Quantifying Consistency in LLM Logical Reasoning via Structural Uncertainty
Quantifying Consistency in LLM Logical Reasoning via Structural Uncertainty
通过结构不确定性量化大语言模型逻辑推理的一致性
Abstract: Large language models can arrive at the same answer through reasoning paths that are unstable, contradictory, or difficult to rank consistently — a failure mode especially prevalent in multi-step deductive reasoning. 摘要: 大语言模型可以通过不稳定、自相矛盾或难以进行一致性排序的推理路径得出相同的答案——这种失效模式在多步演绎推理中尤为普遍。

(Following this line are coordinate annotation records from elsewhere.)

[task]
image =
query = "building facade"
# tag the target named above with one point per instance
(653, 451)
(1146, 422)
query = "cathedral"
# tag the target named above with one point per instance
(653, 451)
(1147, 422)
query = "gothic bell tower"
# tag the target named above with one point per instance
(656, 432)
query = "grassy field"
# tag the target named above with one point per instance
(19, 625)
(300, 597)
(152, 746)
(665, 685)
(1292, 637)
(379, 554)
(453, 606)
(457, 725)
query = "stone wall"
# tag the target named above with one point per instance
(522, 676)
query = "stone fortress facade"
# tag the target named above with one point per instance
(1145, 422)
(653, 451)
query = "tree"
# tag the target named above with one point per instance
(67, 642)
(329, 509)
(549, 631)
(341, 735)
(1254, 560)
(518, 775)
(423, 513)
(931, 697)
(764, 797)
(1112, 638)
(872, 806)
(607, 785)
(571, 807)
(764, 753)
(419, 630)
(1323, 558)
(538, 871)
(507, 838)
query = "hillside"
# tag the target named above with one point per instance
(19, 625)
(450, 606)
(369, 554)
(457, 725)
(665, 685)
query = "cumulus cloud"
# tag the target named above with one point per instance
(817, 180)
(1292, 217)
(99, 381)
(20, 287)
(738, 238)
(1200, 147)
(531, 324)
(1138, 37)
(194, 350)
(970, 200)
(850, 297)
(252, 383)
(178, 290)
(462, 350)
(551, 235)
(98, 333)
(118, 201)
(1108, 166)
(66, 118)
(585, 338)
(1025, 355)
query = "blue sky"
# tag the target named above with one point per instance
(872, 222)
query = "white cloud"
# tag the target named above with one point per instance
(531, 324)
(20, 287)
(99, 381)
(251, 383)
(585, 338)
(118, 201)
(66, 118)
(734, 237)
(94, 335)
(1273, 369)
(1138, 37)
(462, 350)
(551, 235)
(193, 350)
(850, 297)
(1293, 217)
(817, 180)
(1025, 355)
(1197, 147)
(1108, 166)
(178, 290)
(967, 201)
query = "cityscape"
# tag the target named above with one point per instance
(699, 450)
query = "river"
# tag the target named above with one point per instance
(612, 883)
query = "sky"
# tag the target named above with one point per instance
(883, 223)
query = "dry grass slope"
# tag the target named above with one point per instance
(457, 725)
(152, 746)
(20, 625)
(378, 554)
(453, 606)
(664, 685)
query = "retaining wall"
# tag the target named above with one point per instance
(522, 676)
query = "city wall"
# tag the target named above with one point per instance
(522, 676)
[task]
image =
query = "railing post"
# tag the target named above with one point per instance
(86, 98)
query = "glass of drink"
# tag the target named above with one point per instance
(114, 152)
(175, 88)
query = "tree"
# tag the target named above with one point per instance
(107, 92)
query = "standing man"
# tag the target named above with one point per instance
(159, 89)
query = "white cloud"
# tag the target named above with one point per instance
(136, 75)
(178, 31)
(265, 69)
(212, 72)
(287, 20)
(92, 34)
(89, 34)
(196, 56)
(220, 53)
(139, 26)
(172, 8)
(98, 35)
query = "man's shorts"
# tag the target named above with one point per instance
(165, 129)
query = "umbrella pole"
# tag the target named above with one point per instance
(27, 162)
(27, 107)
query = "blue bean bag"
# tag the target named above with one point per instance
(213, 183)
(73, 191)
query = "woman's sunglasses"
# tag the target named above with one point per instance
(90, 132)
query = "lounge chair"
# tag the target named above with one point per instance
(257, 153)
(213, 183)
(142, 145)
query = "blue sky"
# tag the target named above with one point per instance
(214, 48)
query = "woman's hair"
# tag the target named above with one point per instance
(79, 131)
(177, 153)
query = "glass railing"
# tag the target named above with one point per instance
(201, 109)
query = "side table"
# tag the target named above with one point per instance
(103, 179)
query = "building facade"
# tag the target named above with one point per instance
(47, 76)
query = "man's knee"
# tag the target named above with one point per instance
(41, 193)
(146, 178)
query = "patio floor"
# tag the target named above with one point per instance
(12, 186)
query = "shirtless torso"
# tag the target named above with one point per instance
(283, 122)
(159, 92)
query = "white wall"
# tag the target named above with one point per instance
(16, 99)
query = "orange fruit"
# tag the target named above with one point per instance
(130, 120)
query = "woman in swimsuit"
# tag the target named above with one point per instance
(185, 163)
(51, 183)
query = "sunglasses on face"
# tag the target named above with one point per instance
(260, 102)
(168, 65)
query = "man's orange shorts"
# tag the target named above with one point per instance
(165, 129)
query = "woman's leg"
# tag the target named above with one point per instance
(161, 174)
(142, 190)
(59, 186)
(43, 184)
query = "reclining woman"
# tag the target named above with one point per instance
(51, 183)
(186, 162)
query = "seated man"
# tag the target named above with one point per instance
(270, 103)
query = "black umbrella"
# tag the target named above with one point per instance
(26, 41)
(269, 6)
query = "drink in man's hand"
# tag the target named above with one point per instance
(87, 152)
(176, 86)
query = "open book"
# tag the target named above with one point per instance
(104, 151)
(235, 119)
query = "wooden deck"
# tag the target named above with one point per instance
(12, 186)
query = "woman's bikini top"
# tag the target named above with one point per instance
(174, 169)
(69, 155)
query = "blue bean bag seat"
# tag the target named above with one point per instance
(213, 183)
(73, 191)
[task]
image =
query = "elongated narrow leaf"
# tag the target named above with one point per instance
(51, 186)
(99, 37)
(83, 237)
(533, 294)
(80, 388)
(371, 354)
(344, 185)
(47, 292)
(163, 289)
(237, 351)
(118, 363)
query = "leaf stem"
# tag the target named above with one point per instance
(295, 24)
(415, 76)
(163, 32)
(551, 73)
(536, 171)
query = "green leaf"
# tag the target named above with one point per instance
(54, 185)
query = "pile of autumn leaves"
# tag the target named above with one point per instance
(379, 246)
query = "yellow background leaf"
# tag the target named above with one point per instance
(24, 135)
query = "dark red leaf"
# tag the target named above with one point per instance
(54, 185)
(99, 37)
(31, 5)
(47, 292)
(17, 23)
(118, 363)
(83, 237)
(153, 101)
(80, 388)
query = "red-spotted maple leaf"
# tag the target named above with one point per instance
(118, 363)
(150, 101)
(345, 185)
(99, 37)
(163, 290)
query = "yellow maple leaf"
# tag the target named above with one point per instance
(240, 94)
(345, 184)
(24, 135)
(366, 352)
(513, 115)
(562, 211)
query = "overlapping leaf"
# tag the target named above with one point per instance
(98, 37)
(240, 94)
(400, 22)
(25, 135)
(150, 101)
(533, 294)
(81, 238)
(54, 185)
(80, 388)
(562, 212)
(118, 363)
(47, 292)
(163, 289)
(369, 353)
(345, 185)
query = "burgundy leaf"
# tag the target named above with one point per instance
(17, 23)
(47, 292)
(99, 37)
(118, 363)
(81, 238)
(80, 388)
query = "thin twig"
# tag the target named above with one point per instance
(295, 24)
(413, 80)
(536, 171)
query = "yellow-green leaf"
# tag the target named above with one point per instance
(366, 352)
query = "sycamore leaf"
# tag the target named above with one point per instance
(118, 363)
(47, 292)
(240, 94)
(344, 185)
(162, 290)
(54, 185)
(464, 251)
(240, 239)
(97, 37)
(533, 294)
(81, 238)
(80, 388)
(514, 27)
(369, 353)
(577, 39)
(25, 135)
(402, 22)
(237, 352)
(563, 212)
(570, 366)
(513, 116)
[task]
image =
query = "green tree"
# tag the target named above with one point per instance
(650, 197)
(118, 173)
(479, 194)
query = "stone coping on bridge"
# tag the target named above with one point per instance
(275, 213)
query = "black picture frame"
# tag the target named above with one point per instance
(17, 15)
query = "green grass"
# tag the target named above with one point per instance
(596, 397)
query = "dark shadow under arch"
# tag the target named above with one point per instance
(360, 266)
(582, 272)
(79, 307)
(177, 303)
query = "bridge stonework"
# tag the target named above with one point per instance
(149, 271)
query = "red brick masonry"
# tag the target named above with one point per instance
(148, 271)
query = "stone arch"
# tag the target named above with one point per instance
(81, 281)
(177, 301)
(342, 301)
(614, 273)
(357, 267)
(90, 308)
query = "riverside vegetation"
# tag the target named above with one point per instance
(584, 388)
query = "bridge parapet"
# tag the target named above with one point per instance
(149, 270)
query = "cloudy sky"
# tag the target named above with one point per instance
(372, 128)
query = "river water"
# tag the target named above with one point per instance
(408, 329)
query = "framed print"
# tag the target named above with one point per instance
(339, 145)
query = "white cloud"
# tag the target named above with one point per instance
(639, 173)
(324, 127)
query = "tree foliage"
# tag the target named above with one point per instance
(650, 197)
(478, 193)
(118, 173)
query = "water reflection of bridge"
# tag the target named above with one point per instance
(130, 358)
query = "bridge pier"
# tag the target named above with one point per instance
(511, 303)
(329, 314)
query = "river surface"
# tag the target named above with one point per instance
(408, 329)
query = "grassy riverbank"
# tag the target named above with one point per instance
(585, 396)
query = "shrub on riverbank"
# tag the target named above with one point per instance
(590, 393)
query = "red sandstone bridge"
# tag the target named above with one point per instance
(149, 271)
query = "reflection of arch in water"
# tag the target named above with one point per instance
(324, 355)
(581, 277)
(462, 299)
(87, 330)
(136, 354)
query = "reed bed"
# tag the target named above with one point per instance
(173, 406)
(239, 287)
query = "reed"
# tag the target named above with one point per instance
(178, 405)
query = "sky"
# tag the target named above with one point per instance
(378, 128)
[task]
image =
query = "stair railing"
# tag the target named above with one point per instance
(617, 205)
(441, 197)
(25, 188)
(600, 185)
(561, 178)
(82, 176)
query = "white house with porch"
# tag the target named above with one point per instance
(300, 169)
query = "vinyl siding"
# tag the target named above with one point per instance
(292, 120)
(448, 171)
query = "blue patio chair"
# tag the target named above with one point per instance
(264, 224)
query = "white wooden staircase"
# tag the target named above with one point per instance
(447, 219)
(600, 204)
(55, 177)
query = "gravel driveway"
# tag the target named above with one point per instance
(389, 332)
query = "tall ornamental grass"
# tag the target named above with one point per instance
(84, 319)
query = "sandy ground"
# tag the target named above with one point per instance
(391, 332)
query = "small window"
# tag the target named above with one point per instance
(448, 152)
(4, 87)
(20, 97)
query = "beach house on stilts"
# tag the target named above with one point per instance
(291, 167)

Existing methods assess reliability primarily through output dispersion — measuring how much sampled answers differ — but this discards a complementary signal: whether the model can consistently rank competing reasoning candidates. 现有的评估方法主要通过输出离散度(即测量采样答案之间的差异程度)来评估可靠性,但这忽略了一个互补的信号:模型是否能够一致地对相互竞争的推理候选方案进行排序。
We propose structural uncertainty, a consistency-aware framework derived from the stability of self-preference-induced rankings over sampled reasoning solutions. 我们提出了“结构不确定性”(structural uncertainty),这是一个基于自偏好诱导排序在采样推理方案上的稳定性而得出的、具有一致性感知能力的框架。
Given a query, we generate multiple candidate solutions and ask the model to judge pairwise preferences among its own outputs. 给定一个查询,我们生成多个候选解决方案,并要求模型对其自身的输出进行两两偏好判断。
We aggregate self-preferences into ranking distributions via Bradley-Terry modeling with PageRank, and decompose the signal into two entropy-based components: across-trial ranking instability and within-trial candidate ambiguity. 我们通过结合 PageRank 的 Bradley-Terry 模型将自偏好聚合为排序分布,并将该信号分解为两个基于熵的组件:跨试验排序不稳定性(across-trial ranking instability)和试验内候选方案模糊性(within-trial candidate ambiguity)。
Across five LLMs and eight benchmarks, structural signals provide information complementary to answer dispersion: on logical and mathematical reasoning tasks, the combination improves identification of unreliable instances, while on factual retrieval the structural signal collapses toward uniformity, diagnosing a regime boundary where reasoning-level consistency evaluation is uninformative. 在五个大语言模型和八个基准测试中,结构信号提供了与答案离散度互补的信息:在逻辑和数学推理任务中,两者的结合提高了对不可靠实例的识别能力;而在事实检索任务中,结构信号趋于一致,这诊断出了一个推理级一致性评估失效的边界范围。
The two components relate differently to accuracy: within-trial ambiguity correlates positively with correctness — consistent with settings where multiple plausible solution paths remain competitive — while across-trial instability correlates negatively, signaling unreliable reasoning. 这两个组件与准确率的关系各不相同:试验内模糊性与正确性呈正相关——这与多个合理的解决方案路径同时存在的情况相符;而跨试验不稳定性则与正确性呈负相关,预示着推理过程不可靠。
Structural uncertainty is best understood not as a universal confidence estimator, but as a regime-sensitive evaluator of logical reasoning consistency. 结构不确定性最好不要被理解为一种通用的置信度估计器,而应被视为一种对逻辑推理一致性的、具有范围敏感性的评估工具。